O custo não é só reputacional, nem apenas de falta de informação. Ele é operacional e financeiro.
Quando a organização descobre tarde uma mudança infralegal, o que se segue costuma ser caro: adequação emergencial, contratação de consultorias às pressas, retrabalho, replanejamento logístico, ajuste de sistemas, renegociação com parceiros e maior exposição a sanções.
Em outras palavras, o custo de remediação tende a ser maior do que o custo de prevenção.
Há ainda um custo silencioso: o custo de oportunidade.
Quem acompanha a implementação em tempo real enxerga espaços de melhoria técnica, participa do diálogo antes de a regra estar ‘fechada’, propõe alternativas e reduz o risco regulatório.
Quem chega depois, negocia exceção — não participa do desenho.
O desafio óbvio é a sobrecarga. Monitorar mais fontes, mais atos e mais esferas pode virar ‘infoxicação’.
Por isso, a saída não é colecionar publicações, e, sim, construir um sistema de inteligência. Três pilares tornam esse modelo viável.

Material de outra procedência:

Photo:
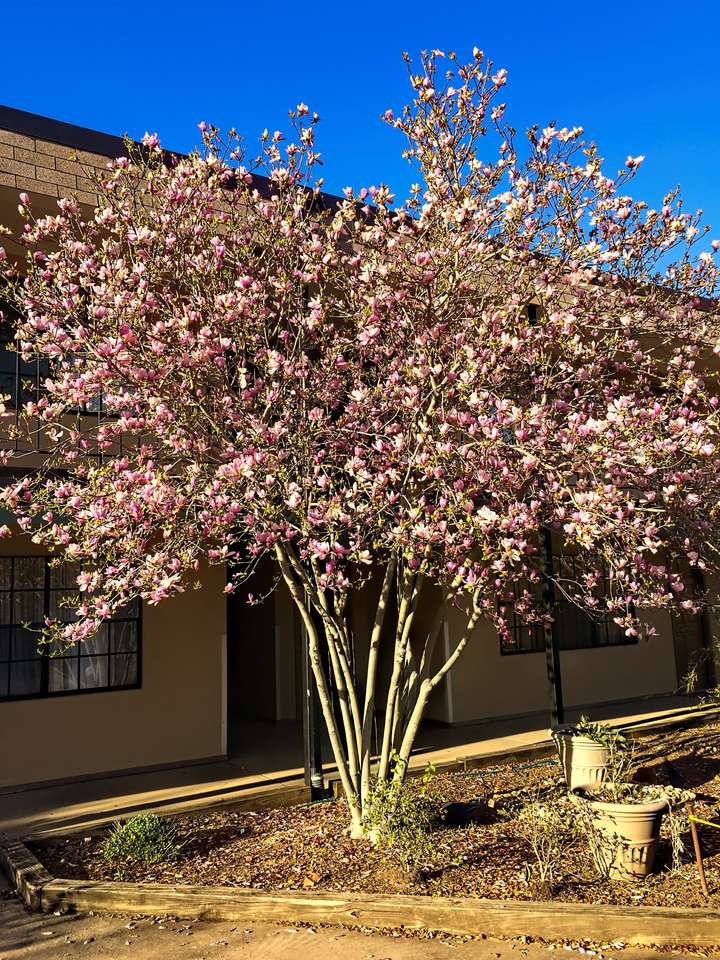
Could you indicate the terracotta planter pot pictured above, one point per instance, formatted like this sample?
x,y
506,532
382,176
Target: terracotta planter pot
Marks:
x,y
627,836
584,761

O primeiro é a rastreabilidade normativa: conectar o que está em discussão no Legislativo com o que se transforma em norma e com o que entra em implementação no Poder Executivo.

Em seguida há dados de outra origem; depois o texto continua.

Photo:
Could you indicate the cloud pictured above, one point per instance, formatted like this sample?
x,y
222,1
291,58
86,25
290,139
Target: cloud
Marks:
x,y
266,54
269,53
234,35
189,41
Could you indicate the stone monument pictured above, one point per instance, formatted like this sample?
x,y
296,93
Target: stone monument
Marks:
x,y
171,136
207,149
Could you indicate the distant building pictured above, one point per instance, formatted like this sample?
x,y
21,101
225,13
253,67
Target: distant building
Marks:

Essa trilha impede que um tema morra na etapa errada e ajuda a equipe a antecipar onde, de fato, o impacto vai se materializar.
O segundo é a curadoria: critérios objetivos para separar sinal de ruído.
Relevância setorial, probabilidade de avanço, urgência temporal, impacto econômico-operacional e risco regulatório são filtros que reduzem volume e aumentam qualidade.
O terceiro é operar com uma matriz de risco, não com sensação térmica.
Nem tudo que está em evidência é prioritário; e nem tudo que é técnico tem menor valor.
Ao cruzar impacto e urgência, o RelGov organiza agenda, define ritos internos e consegue recomendar ação concreta para as áreas de negócio.
A maturidade do RelGov hoje passa por abandonar a escolha excludente entre Legislativo e Poder Executivo.
O monitoramento efetivo é dual e integrado: acompanha o debate para entender a direção, acompanha o Poder Executivo para entender a execução, e acompanha as esferas para entender a replicação.
No fim, a vantagem competitiva do RelGov está em conectar debate, norma e implementação — não em acompanhar só a pauta do Poder Legislativo, em qualquer esfera.
Porque o que protege (ou expõe) um setor não é apenas a agenda que se discute. É a regra que entra em vigor e a capacidade de se preparar antes que ela chegue.